Carlos Eduardo Silva
Tempo: 2 min.

Dirigentes do Movimento Brasil Livre (MBL) no Paraná protocolaram uma notícia-crime no Ministério Público do Paraná (MPPR) solicitando a investigação de um cassino informal no Tayayá Aqua Resort, em Ribeirão Claro. A hospedagem, associada à família do ministro Dias Toffoli do STF, estaria operando jogos de azar, incluindo cartas e máquinas de ‘vídeoloterias’, além de permitir a presença de crianças em áreas com consumo de bebidas alcoólicas.
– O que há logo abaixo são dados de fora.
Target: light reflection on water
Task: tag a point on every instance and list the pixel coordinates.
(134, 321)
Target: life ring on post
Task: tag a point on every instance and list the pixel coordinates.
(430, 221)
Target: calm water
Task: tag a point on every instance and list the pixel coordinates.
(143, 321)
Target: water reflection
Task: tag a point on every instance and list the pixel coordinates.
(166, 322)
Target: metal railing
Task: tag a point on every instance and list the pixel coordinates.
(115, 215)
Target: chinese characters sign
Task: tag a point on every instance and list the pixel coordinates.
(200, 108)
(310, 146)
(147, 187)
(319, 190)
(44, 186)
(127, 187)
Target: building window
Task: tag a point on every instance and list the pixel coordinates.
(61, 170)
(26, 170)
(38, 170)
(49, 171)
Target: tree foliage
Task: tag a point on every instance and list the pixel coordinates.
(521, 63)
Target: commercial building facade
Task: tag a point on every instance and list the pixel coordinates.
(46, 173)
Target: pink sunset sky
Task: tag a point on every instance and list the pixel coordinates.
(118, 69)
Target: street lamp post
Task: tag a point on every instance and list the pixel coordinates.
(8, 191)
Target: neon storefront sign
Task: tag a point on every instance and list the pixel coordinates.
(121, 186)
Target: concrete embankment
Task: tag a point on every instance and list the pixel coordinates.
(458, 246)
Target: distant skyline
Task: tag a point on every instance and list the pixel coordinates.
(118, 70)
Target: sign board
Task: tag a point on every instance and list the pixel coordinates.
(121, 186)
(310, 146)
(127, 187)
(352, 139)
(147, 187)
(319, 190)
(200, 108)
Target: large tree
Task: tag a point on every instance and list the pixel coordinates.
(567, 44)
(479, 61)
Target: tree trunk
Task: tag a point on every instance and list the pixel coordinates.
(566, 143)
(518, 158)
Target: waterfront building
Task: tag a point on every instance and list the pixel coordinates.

A representação se baseia em uma reportagem do site Metrópoles, que revelou que repórteres que se hospedaram no resort foram convidados a participar de jogos após o horário oficial de funcionamento. Os dirigentes do MBL argumentam que a operação do cassino pode ser considerada ilícita, uma vez que não há evidências claras de licenças apropriadas para a exploração dos jogos. O texto ressalta que, mesmo que as ‘vídeoloterias’ sejam permitidas no Paraná, isso depende de convênios formais com o governo estadual.

Além da investigação sobre a regularidade das licenças, os dirigentes exigem que o MPPR analise a segurança das crianças nas instalações do resort, uma vez que a presença delas em áreas de jogos pode violar o Estatuto da Criança e do Adolescente. A cunhada do ministro Toffoli negou qualquer ligação de seu marido com o resort, ressaltando que a empresa que possuía o local não está relacionada a ele. O desdobramento desta questão pode impactar a imagem do ministro e levantar discussões sobre a legalidade de atividades de jogos no estado.